In this context, digital pathology and artificial intelligence (AI) offer complementary solutions to enhance diagnostic standardization and accessibility. Digital slide analysis enables centralized review, reduces interobserver variability, and improves the reproducibility of HER2 scoring [24,71]. Moreover, recent AI-driven convolutional neural network models have achieved accuracies exceeding 95% in both GC detection and HER2 evaluation [72]. These technologies are particularly valuable amid the growing diagnostic workload and shortage of specialized pathologists, offering a scalable, high-quality approach to HER2 assessment even in resource-limited settings [73].
3. Conclusions
HER2 testing stands at the intersection of pathology, molecular biology, and clinical oncology. Its reliability depends on both technical precision and a deep understanding of tumor heterogeneity. Variability in fixation, antibody selection, and interpretation can still lead to discordant results, emphasizing the importance of standardized, gastric-specific protocols and rigorous quality control programs. Clinically, HER2 remains a key predictive biomarker that guides the use of targeted therapies in advanced disease and, potentially, in early stages. However, its dynamic behavior, shaped by spatial and temporal heterogeneity, could require adaptive reassessment to ensure that treatment decisions reflect current tumor biology.
Looking ahead, integrating HER2 evaluation within molecular and digital frameworks may positively impact disease management.
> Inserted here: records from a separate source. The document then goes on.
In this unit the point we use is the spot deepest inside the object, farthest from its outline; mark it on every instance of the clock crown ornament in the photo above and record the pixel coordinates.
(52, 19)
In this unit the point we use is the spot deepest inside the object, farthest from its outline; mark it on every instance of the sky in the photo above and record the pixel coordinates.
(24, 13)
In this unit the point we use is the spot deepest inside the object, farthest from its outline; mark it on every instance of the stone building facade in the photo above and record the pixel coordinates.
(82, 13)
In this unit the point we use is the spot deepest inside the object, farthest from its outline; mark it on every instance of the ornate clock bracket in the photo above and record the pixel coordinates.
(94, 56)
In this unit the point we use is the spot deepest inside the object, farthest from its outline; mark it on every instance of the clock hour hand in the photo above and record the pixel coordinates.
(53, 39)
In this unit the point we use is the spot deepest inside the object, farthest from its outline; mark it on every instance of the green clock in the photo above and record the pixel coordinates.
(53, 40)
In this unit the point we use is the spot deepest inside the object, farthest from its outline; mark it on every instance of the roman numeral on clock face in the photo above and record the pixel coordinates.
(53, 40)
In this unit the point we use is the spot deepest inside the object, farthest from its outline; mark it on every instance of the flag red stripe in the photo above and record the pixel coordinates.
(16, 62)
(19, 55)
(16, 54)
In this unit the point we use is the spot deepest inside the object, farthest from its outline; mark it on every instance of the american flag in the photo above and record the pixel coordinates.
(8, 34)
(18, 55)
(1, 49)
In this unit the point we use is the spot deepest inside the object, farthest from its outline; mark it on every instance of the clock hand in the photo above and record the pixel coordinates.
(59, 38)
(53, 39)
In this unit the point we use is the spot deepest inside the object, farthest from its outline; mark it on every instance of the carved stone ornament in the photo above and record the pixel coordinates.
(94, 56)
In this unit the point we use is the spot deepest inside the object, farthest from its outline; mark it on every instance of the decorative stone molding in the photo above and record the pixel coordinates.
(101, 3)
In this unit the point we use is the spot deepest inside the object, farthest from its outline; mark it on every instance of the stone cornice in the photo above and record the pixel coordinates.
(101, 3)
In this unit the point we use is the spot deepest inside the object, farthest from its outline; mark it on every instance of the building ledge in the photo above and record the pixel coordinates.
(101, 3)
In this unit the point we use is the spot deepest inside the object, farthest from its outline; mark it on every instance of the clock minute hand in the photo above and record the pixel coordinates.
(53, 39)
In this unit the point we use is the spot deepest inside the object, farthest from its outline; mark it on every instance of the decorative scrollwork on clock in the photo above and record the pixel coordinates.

Real-time monitoring through ctDNA and multi-analyte liquid biopsy could allow for the dynamic assessment of ERBB2 amplification and emerging resistance. Meanwhile, AI-assisted pathology offers the potential to enhance diagnostic reproducibility and harmonize HER2 quantification across institutions. By bridging molecular diagnostics with clinical decision-making, HER2 testing would shift from a static baseline classifier to a dynamic instrument for precision oncology in GC.